TEC21, 2015, Heft 16 / Projektwettbewerb Leutschenbach-Mitte

Der Innenhof lebt: Projektwettbewerb Wohnen Leutschenbach-Mitte

Wettbewerb Wohnen Leutschenbach Mitte Zürich TEC21 Kohne
Illustration: Andreas Feurer Zürich

Andreas Feurer gewinnt zusammen mit dem Atelier Oriri den offenen Wettbewerb für rund 400 städtische Wohnungen inklusive Kindergarten, Hort, Gemeinschafts- und Gewerberäumen. 

 

Wer «Leutschenbach» hört, denkt spontan an das Studio des Schweizer Fernsehens mit der Wetterstation auf dem Dach in einem Umfeld von gesichtslosen Gewerbe- und Bürobauten oder assoziiert den Begriff mit dem grossen Entwicklungsgebiet im Norden Zürichs. Zurzeit verändert sich das frühere Industriequartier an der Stadtgrenze zu Opfikon so rasant wie nur wenige Gebiete in Zürich.

Zwischen 2002 und 2012 stieg die Wohnbevölkerung von 530 auf 1680. Auf dem Hunziker-Areal werden rund 400 Wohnungen der Genossenschaft «mehr als wohnen» der Mieterschaft übergeben (vgl.
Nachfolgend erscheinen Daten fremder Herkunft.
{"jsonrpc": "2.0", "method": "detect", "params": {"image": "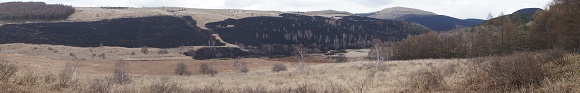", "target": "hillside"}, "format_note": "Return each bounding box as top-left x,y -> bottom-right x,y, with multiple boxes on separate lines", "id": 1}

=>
0,16 -> 223,48
483,8 -> 545,29
206,14 -> 430,54
403,15 -> 483,31
67,7 -> 282,29
368,7 -> 437,20
357,7 -> 483,31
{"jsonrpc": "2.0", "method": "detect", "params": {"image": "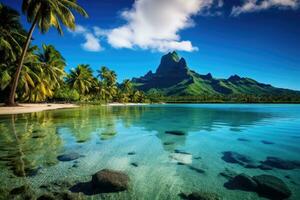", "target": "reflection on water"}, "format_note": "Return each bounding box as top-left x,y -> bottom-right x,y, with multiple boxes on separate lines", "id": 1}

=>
0,105 -> 300,199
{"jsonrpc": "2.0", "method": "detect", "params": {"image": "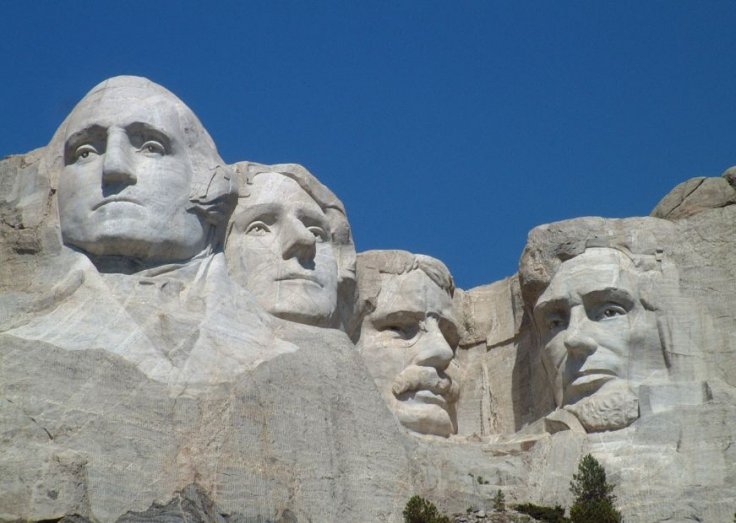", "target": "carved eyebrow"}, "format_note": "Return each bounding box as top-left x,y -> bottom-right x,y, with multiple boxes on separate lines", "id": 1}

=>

TEC21 13–14/2015), und im «Metropolitans» stehen rund 200 Wohnungen für höhere Ansprüche zum Verkauf. In den nächsten 10 bis 15 Jahren werden rund weitere 2000 Wohnungen – davon 1000 städtische – dazukommen und ungefähr 7000 Bewohnerinnen und Bewohner das Quartier beleben.

 

In Leutschenbach-Mitte wird die Stadt Zürich eine neue grosse kommunale Wohnsiedlung realisieren. Dazu hat sie 2008 Land erworben und will bis 2021 rund 400 gemeinnützige Wohnungen mit Kinderbetreuungsstätten sowie Dienstleistungs- und Gewerbenutzungen erstellen. Wie die Genossenschaft «mehr als wohnen» will auch die Stadt Zürich mit dem Neubau keine Wohnsiedlung im klassischen Sinn errichten, sondern einen Beitrag zu einer nachhaltigen Quartiersentwicklung leisten. Dazu hat sie nach einem partizipativen Verfahren ihre Zielsetzungen bezüglich qualitativ hochwertigem Wohnen in urbaner Dichte formuliert. Mit einem breiten Wohnangebot an «Standardwohnungen», zumietbaren Zimmern, Atelier- und Geschosswohnungen sollen sogenannte «Wohnlebensläufe» ermöglicht werden.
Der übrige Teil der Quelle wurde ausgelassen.